Le temps est à l’orage, les abeilles sont nerveuses. Et puis, sur ce toit-terrasse du XVe arrondissement de Paris, il y a vraiment trop de monde. Entre les étudiants du Cordon bleu, l’école de cuisine dont le potager suspendu héberge trois ruches, l’équipe de télé et les photographes et journalistes de deux médias nationaux, dont Les Jours, on sent que ça va mal finir. L’apiculteur Audric de Campeau a beau savoir vendre son image, il ne sait plus où donner des antennes. Tiens, pif ! C’est une étudiante en veste de cuisine qui s’est pris le premier dard sur le cuir chevelu. Et là, paf ! C’est au tour d’Audric de Campeau lui-même. Il faut dire qu’il travaille sans vareuse, en canotier muni d’une voilette. « C’est ça, le marketing, c’est raconter une histoire vraie : mon canotier, c’est mon uniforme, je porte la veste de ville, j’incarne le vieux Paris », nous expliquait-il par téléphone au volant de sa voiture, de retour de Suisse où il réside.

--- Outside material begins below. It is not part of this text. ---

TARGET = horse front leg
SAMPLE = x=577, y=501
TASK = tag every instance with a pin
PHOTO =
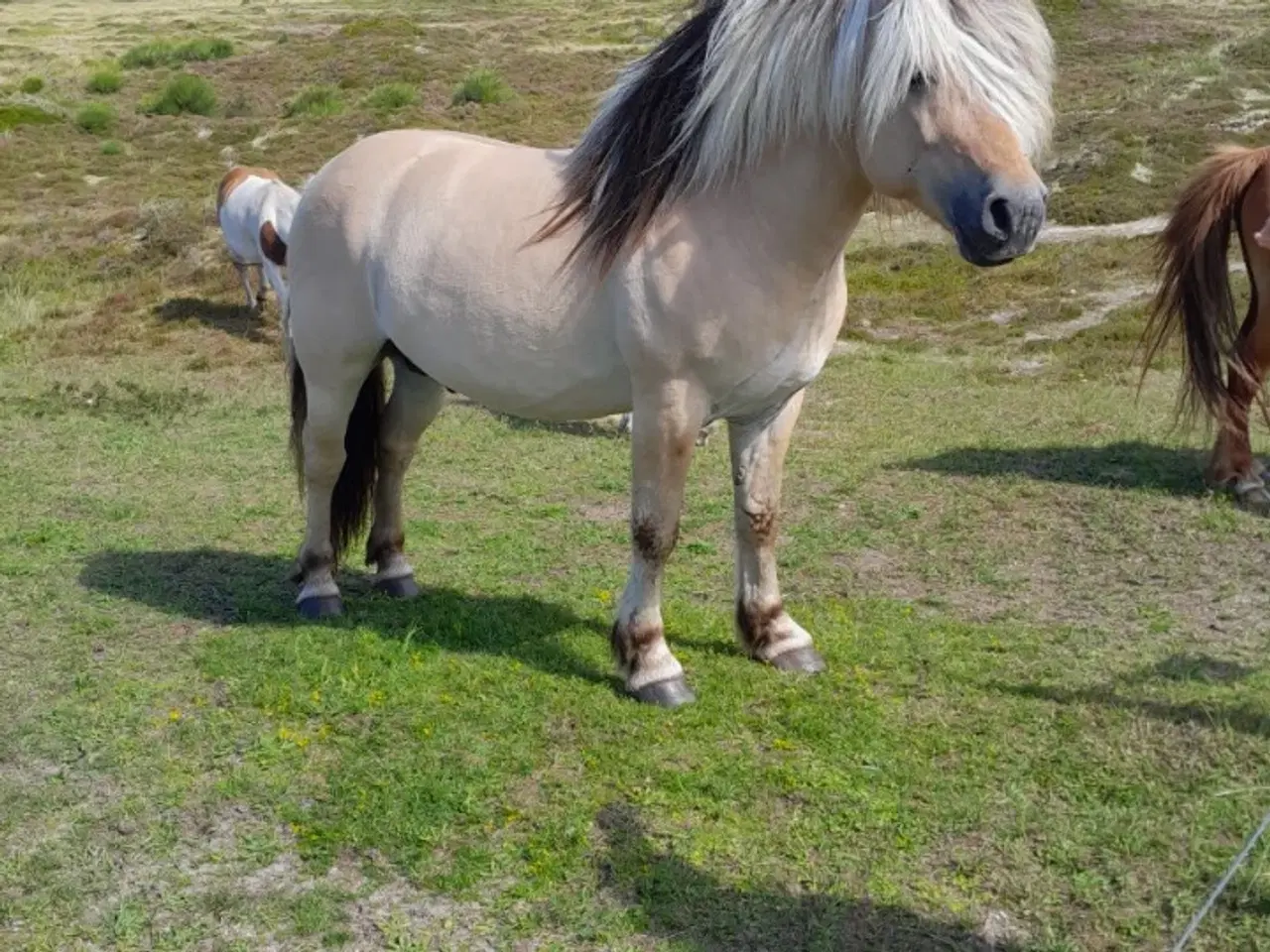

Il faut bien donner un peu de sa personne pour être une star dans son domaine. Même si le chien Filou, un beagle de 13 ans qui dispose de sa propre voilette, commence à en avoir gros sur la truffe de prendre la pose sur le toit d’une ruche devant un pot siglé « Le miel de Paris », le beau cliché de l’apiculteur urbain paye. Entre 9 et 16 euros les 125 grammes de miel très exactement, soit 72 à 128 euros le kilo. Un prix d’épicerie de luxe pour ce miel produit au-dessus du bitume parisien. Ça tombe bien, on le trouve chez Fauchon ou à la Grande épicerie du Bon Marché. Inutile de le chercher après Noël en revanche, c’est en rupture de stock. « Certains pensent que c’est une arnaque, mais l’apiculture urbaine est difficile, assure Audric de Campeau. Le temps passé dans les bouchons, dans les escaliers, ça se paye. Quand on veut en vivre, il faut bien vendre son miel. Et puis, c’est l’image de Paris. » Dix ans après sa naissance, sa petite entreprise compte trois salariés à plein temps et dégage un chiffre d’affaire de 250 000 euros. Elle a installé quelque 250 ruches sur une cinquantaine de sites, parmi lesquels les Invalides, les toits du musée d’Orsay, ceux de la place Vendôme, ceux de la Monnaie de Paris, etc.
Le buzziness est-il bon pour Maya ? À n’en pas douter, il y a, au détour des trottoirs des villes et en particulier de la capitale, de quoi se faire un festin de reine, même pour de simples ouvrières.